We decided to perform the upgrade from Postgres 9.6 to 11.6 before migrating to Aurora. We wanted to keep the number of things changing at once to a minimum and figured a major version upgrade a couple of weeks before the migration would give us ample time to iron out any issues, of which there were none. The process for upgrading the major version of PostgreSQL in Heroku was straight-forward: we brought up a follower database, waited for it to catch up to the primary database, upgraded the follower, put Vericred API into read-only mode, promoted the follower database to be the primary, and exited read-only mode. We performed the migration overnight when there was minimal activity on the API. The API was unavailable for less than five minutes while the follower was promoted to the primary database and the Heroku dynos were recycled.

On a high level, the process for migrating from Heroku to AWS Amazon Aurora was similar to upgrading major versions within Heroku: Create a new database to follow the one you want to migrate, put your API into read-only mode so the follower catches up with any new commits, promote the follower, exit read-only mode, go about your day. But there were a couple of issues that complicated matters. Heroku uses AWS hardware, but their AWS account owns the database instance, not Vericred’s. And Heroku couldn’t just give us carte blanche access to the instance. The other issue was you can’t configure an Aurora instance to follow a non-Aurora instance, you have to use something like logical replication or AWS Data Migration Service to get the data into Aurora.

To solve the first problem, that we didn’t have full control over the source database in AWS, we needed the help of Heroku’s Data Solution Architecture team. They setup a secure S3 bucket with a recent backup of our database and up-to-date WAL files. In our AWS account we setup an EC2 instance and installed PostgreSQL and a tool called Wal-E. Wal-E is a program that allows you to setup continuous archiving via a base backup and WAL files. The Wal-E documentation was great and setting up continuous archiving was fairly simple. It took several hours for Wal-E to catch up to the primary database, but when that was done, we had a read-only follower in AWS of our primary database in Heroku. Like with the major version upgrade, we put our API into read-only mode, made the follower our primary database, and recycled our application dynos. Total downtime was less than a minute.
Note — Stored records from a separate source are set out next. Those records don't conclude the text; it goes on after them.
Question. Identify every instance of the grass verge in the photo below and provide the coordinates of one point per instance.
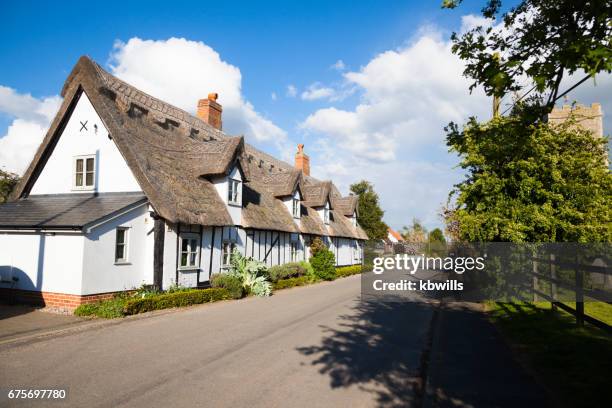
(573, 362)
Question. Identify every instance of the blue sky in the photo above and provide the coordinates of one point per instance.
(394, 55)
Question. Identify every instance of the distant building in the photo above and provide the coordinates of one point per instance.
(588, 117)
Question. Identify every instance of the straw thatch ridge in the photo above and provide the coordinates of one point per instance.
(176, 156)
Once the primary database was hosted in our AWS account, we had to get the data into Amazon Aurora. To do this we used AWS Data Migration Service. With DMS you define source and target databases and then define one or several tasks to move tables and rows to the target database. DMS can also validate the data is the same between the source and target after it has been migrated. We needed to migrate approximately 120 tables and they fell into one of four categories each with their own DMS task. The first criteria was whether or not the tables needed to be continuously replicated after migration, which DMS supports. About 90% of our tables get updated due to our API interacting with internal applications at Vericred. We had the luxury of temporarily turning off any services in our API that updated these tables during the migration without impacting our customers. The second consideration was whether or not a table contained a LOB column. LOB columns are types with large binary objects and can include text, JSON, JSONB and BYTEA. DMS can successfully handle LOB columns with large amounts of data using “FULL LOB MODE” but running a task in this mode severely impacts migration performance, so it’s important to segregate tables that require full LOB mode into a separate task. Migrating all the tables took about four hours. The migration of tables with LOB columns consisting of JSONB that could be several megabytes in size took up the majority of that time.
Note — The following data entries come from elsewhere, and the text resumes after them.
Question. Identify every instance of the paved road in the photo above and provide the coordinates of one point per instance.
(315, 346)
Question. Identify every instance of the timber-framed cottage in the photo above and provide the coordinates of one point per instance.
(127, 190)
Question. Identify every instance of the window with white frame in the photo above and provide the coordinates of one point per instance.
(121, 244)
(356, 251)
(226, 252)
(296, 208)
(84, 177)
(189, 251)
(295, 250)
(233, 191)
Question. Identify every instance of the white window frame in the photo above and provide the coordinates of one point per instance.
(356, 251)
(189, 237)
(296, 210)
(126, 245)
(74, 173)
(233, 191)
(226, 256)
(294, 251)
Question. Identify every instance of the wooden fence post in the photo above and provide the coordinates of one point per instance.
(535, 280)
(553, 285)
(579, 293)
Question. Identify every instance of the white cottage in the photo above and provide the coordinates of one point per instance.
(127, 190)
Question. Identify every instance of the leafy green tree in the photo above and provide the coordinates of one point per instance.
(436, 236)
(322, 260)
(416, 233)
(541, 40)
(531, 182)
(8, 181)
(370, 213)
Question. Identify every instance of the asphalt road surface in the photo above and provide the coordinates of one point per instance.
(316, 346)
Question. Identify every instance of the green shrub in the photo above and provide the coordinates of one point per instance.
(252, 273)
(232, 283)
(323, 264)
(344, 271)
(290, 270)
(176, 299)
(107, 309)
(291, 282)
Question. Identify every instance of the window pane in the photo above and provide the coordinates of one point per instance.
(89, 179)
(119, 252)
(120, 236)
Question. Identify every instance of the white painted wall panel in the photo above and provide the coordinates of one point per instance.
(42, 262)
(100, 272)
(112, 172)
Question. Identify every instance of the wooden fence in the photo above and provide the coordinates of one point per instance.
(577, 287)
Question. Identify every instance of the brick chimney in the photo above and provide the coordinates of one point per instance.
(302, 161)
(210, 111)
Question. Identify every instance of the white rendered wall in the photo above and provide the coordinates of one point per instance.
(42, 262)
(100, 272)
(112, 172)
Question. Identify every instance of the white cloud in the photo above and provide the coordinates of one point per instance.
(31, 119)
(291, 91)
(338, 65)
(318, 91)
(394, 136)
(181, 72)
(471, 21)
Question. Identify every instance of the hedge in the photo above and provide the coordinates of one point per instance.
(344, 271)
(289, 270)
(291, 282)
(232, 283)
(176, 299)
DMS migrates the tables and the data inside them, but it doesn’t migrate indices, primary keys, foreign keys, triggers, or user defined types and functions. After the data migration was complete, we had to reapply all of these by running SQL scripts we prepared ahead of time on the Aurora instance. Running all these scripts took another two and a half hours. After that was complete, we were ready to cutover to Aurora as our primary database. Again, we put the API in read-only mode, turned off continuously replication in DMS, pointed the API at the new database, and recycled the application dynos. This took less than a minute and we were back up and running.

The migration took a fair amount of planning, coordination, and testing by the engineering team, as well as some help from the experts at Heroku. But, all in all it turned out to be less painful than expected to migrate our 1TB database not only from one cloud provider to another, but from one database engine to another with almost no noticeable downtime to our customers.